Après de solides performances en 2021, le secteur bancaire mondial, porté par la hausse des taux d'intérêt, la rotation vers la valeur et de sains fondamentaux après la crise du coronavirus, a de nouveau débuté l'année sur les chapeaux de roues. Le secteur bancaire mondial a progressé de pas moins de 10% début février et a même réalisé une surperformance relative de 15% par rapport aux marchés au sens large une semaine avant l'invasion russe en Ukraine. Depuis ce matin, les banques du monde entier ont effacé l'ensemble de leurs gains annuels et plus de la moitié de leur surperformance relative par rapport aux marchés d'actions. Les banques européennes, qui donnaient le ton au début de l'année, ont perdu jusqu'à 20% depuis leur sommet de février.

Impact des sanctions sur le système financier russe

Les sanctions occidentales à l'encontre de la Russie vont profondément perturber le système bancaire et les flux financiers russes. 80% des actifs du secteur bancaire russe font l'objet de sanctions plus ou moins sévères. Certaines banques sont en outre déconnectées de SWIFT. Cette exclusion aura un impact sur les paiements transfrontaliers, étant donné que près de 85% des exportations et plus de 70% des importations sont réglées en devises étrangères. Les banques russes peuvent utiliser un système alternatif, mais celui-ci est très limité et essentiellement destiné à un usage domestique. L'exclusion de SWIFT peut également entraver les paiements.

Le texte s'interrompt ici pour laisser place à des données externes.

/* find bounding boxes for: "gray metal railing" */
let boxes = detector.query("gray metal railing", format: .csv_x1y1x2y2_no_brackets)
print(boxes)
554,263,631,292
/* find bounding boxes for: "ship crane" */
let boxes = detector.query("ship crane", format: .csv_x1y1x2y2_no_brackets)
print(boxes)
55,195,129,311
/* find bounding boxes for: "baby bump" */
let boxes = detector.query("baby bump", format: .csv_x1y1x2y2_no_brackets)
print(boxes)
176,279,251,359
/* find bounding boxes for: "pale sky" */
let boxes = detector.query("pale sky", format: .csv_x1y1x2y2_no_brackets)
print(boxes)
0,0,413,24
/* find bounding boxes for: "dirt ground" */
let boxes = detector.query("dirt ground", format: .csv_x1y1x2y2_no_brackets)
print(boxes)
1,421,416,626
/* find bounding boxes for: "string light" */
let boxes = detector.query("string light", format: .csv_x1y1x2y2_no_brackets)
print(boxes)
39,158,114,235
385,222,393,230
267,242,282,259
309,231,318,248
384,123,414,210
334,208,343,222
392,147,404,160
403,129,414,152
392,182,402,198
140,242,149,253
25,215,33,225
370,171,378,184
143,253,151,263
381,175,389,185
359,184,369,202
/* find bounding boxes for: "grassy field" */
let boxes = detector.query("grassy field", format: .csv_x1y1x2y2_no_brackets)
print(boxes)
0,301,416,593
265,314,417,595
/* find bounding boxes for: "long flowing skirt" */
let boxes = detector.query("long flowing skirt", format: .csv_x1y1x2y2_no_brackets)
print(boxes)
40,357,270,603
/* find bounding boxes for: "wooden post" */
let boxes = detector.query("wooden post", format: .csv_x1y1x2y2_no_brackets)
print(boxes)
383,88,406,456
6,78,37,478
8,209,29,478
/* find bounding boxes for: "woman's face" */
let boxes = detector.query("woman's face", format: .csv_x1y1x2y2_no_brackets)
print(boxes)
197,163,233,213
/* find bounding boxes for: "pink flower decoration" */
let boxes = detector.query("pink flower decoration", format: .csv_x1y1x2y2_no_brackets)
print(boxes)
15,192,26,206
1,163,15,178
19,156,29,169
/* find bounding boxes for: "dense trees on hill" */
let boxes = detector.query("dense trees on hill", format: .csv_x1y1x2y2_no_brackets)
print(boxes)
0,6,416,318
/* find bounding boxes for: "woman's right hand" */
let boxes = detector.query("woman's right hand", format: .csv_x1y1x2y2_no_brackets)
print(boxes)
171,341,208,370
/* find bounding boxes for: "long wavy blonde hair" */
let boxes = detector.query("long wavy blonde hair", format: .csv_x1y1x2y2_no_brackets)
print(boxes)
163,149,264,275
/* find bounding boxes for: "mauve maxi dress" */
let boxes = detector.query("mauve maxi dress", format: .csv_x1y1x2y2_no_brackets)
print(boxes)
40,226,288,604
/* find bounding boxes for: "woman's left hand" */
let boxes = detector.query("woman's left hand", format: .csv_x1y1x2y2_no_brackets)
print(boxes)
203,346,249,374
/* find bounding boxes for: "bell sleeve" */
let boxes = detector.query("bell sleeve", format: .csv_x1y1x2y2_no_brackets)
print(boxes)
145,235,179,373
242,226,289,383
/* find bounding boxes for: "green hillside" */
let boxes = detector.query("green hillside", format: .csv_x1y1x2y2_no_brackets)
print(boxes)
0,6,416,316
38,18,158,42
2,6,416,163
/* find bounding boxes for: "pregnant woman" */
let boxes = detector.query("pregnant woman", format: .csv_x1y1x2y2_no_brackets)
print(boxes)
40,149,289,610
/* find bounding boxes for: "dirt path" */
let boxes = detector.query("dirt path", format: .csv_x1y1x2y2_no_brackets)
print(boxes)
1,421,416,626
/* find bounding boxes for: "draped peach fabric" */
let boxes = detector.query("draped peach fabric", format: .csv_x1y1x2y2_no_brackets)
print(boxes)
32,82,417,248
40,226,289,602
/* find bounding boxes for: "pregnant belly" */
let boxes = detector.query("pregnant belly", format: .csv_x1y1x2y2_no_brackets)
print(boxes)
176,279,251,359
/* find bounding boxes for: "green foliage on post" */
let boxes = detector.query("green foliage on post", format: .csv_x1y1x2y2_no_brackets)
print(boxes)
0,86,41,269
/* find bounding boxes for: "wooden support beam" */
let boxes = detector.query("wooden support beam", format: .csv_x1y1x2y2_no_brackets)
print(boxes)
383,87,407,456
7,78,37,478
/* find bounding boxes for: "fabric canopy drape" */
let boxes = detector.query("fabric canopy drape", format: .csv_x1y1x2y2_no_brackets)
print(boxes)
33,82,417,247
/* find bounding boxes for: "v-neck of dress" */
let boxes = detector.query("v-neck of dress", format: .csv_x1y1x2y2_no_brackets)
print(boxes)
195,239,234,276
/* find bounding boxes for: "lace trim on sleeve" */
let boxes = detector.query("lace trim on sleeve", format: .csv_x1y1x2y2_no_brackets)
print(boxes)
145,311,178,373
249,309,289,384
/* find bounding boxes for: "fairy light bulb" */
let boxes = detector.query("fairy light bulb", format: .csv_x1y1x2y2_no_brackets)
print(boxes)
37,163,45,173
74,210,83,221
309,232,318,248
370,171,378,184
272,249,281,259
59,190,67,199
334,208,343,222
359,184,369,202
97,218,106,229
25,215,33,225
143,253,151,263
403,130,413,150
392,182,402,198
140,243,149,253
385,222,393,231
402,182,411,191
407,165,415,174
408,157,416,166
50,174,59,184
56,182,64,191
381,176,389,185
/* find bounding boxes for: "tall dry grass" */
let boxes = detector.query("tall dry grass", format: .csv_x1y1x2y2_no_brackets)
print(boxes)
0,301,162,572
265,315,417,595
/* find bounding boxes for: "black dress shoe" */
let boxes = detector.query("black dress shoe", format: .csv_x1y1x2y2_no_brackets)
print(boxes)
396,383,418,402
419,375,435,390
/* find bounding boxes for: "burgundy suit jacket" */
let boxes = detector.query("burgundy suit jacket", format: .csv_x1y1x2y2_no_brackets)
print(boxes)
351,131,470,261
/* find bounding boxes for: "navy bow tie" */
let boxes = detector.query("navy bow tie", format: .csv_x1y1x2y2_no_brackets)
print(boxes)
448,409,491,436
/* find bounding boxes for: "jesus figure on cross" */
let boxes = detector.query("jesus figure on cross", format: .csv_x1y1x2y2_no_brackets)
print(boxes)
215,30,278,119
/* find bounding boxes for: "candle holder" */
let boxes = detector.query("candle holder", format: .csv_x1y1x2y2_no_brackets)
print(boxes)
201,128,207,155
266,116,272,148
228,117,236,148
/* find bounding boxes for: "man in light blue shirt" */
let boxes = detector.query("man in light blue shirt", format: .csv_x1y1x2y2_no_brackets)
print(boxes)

Les sanctions à l'encontre de la Banque centrale russe ont provoqué la volatilité du rouble, qui a fait grimper les principaux taux russes jusqu'à 20% lundi. Comme la réponse politique russe à ces sanctions inclura probablement des contrôles de capitaux, toutes les banques russes seront durement touchées. Des retraits massifs des dépôts auprès des banques russes ont déjà été rapportés. Les banques russes ont un encours total de crédit auprès de contreparties étrangères de 180 milliards USD, inaccessible actuellement. Le scénario le plus pessimiste entraînera une récession en Russie et une hausse des coûts de financement, un ralentissement de la croissance de l'octroi de crédit et une détérioration de la qualité des actifs du secteur bancaire russe. La Banque centrale russe prendra cependant des mesures pour limiter l'impact sur le bilan et la position de capital des banques russes et pour stabiliser le système financier.

Exposition des banques mondiales à la Russie

En moyenne, l'exposition directe à l'économie de la Russie et à ses marchés est très limitée. L'exposition totale des banques étrangères à la Russie se chiffre à environ 90 milliards USD, dont 30 milliards USD d'exposition directe aux banques russes. Ensemble, les banques italiennes, françaises et autrichiennes sont exposées à la Russie pour un peu plus de 42,5 milliards USD. Certaines banques européennes sont exposées par l'intermédiaire d'une filiale russe. La banque autrichienne Raiffeisen est la plus exposée: 9% du total de ses crédits et environ 39% de son bénéfice net proviennent de sa filiale. LaSociété Générale, Unicredit et la banque hongroise OTP sont également relativement plus exposées avec les crédits de leurs filiales locales, qui représentent environ 2% de l'octroi de crédit total et 6-7% du bénéfice net. ING et Intesa Sanpaolo ont également une filiale locale, mais la part de l'octroi de crédit local dans l'octroi de crédit total est pour ainsi dire négligeable. Il convient de noter que Raiffeisen et OTP ont également une filiale locale en Ukraine qui représente jusqu'à 4% de l'octroi de crédit total, tandis que BNP Paribas, Crédit Agricole et Intesa Sanpaolo ont une exposition au risque plus faible dans leur filiale locale en Ukraine.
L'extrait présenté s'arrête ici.